I have also heard that taking a prophylaxis for one type of malaria and contracting a different form of malaria, makes diagnosis difficult – it would be interesting to have a doctor’s opinion on that
Tick bite fever can be as dangerous for both cattle and people – also called sleeping sickness. Which is why the boere wear heavy boots with socks even in the heat.
@Lyndall
………*eish*
where to begin?
Tick bite fever is an imprecise lay term that means different things to different people, and is best avoided so as to avoid muddled confusion (of which your post is an excellent example):
there are a multitude of tick bourne pathogens that may induce pyrexia
Tick bite fever in dogs: caused by Babesia canis (ssp Rossi in Subsharan Africa). Sometimes confused with Ehrlichia canis, especially in cases with co-morbidity
Tick bite fever in cattle: this is not a clinically used term so no idea which organism /disease to which you refer? Babesia bovis,Cowdria, Coxiella, Anaplasmosis, Theileriosis etc. etc.
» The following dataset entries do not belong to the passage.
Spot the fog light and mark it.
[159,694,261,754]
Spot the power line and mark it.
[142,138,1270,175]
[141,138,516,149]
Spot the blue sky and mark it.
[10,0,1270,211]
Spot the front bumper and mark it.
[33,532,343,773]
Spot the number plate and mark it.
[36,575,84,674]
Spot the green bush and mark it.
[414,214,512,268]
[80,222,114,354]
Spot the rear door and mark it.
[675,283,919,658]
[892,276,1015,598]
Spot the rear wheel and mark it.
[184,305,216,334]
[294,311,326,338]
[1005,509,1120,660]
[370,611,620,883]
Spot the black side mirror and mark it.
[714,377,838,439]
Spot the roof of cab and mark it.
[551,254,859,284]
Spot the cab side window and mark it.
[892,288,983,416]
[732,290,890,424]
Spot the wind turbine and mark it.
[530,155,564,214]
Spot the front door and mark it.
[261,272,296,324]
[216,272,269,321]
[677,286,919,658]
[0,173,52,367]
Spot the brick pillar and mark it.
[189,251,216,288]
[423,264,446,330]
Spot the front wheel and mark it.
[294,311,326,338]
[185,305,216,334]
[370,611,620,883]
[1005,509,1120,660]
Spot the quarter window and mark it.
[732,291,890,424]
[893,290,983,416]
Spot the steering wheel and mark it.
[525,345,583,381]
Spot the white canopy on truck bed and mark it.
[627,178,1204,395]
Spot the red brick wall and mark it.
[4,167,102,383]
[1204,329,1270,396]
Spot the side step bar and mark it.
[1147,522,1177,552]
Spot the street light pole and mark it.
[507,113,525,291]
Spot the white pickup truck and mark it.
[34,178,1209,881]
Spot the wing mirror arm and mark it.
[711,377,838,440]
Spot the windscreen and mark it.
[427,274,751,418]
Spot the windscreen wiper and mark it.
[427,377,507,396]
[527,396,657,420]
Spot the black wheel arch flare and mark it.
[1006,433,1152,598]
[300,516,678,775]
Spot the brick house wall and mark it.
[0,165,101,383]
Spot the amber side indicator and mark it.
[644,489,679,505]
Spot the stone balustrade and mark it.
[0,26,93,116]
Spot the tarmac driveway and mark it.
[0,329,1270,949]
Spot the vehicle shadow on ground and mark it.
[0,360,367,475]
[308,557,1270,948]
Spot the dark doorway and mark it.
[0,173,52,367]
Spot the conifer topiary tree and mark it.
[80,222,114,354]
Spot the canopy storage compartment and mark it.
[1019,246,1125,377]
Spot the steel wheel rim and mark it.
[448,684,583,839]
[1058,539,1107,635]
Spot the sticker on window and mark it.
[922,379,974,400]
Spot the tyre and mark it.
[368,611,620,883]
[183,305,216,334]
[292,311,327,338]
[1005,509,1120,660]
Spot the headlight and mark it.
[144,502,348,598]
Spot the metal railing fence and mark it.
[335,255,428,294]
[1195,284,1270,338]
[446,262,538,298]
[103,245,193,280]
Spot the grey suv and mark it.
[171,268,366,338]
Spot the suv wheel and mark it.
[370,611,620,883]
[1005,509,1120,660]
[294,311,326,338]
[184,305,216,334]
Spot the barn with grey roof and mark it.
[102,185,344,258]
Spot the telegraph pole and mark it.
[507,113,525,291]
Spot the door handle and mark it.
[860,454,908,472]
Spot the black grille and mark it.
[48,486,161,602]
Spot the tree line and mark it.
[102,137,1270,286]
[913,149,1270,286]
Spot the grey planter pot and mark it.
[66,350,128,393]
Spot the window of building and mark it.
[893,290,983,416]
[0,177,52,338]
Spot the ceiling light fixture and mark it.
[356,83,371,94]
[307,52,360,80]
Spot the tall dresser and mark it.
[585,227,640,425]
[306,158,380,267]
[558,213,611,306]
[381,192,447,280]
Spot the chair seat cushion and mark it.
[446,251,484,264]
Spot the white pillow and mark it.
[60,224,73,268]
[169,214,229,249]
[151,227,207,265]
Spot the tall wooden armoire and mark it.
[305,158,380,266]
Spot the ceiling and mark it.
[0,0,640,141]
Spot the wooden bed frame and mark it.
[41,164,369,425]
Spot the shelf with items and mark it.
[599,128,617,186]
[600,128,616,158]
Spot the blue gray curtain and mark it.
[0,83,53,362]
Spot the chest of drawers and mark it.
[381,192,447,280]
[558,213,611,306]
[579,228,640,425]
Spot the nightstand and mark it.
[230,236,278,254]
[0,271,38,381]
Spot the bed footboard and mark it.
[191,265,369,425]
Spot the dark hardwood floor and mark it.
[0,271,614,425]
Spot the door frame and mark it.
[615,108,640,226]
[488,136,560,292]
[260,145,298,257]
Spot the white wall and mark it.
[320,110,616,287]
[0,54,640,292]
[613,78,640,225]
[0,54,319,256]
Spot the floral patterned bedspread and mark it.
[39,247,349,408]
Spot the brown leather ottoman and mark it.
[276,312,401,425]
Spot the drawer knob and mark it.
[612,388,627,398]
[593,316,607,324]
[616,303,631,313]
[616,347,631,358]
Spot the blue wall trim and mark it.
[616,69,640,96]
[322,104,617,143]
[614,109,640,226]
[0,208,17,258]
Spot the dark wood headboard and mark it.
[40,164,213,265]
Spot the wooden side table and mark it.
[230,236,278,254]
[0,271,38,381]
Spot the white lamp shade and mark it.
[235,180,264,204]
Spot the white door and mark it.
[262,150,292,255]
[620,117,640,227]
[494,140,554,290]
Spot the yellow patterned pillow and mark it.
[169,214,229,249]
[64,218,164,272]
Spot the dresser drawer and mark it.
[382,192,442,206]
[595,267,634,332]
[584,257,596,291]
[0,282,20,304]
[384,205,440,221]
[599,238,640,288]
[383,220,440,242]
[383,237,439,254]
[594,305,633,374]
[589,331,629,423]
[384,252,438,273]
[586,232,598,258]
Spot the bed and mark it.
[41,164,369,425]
Tick bite people in people: Rickettsia conorii , Rickettsia africae
Sleeping sickness in people: Trypanosoma brucei rhodesiense and T.brucei gambiense. Not tick bourne at all but transmitted by Tsetse flies.
Boots with long socks (even with comb inserted) will not help
Sleeping sickness in animals (cattle, dogs): various trypanosomes including T. vivax, T. brucei brucei and T. congolense
..and none of this has anything to do with malaria.
@Noob – thanks for providing the correct information concerning sleeping sickness.
@Momma Cyndi – I accessed the following about rapid tests: http://www.traveldoctor.co.za/downloads/malaria_pamphlet.pdf which clearly states that a *trained* travel companion should do the test; and you also have to carry emergency treatment with you. Also: “not all [tests] are of equal quality” – and in SA there’s really no sure way of knowing which are the best quality. I would still recommend appropriate prophylaxis.
@Mack Nyati – with warnings from both Health Canada and the FDA not to use MMS, I wouldn’t risk my life. Remember that P. falciparum can be fatal. If MMS is available in South Africa, why haven’t the data for its efficacy been submitted to the MCC as part of an application for registration?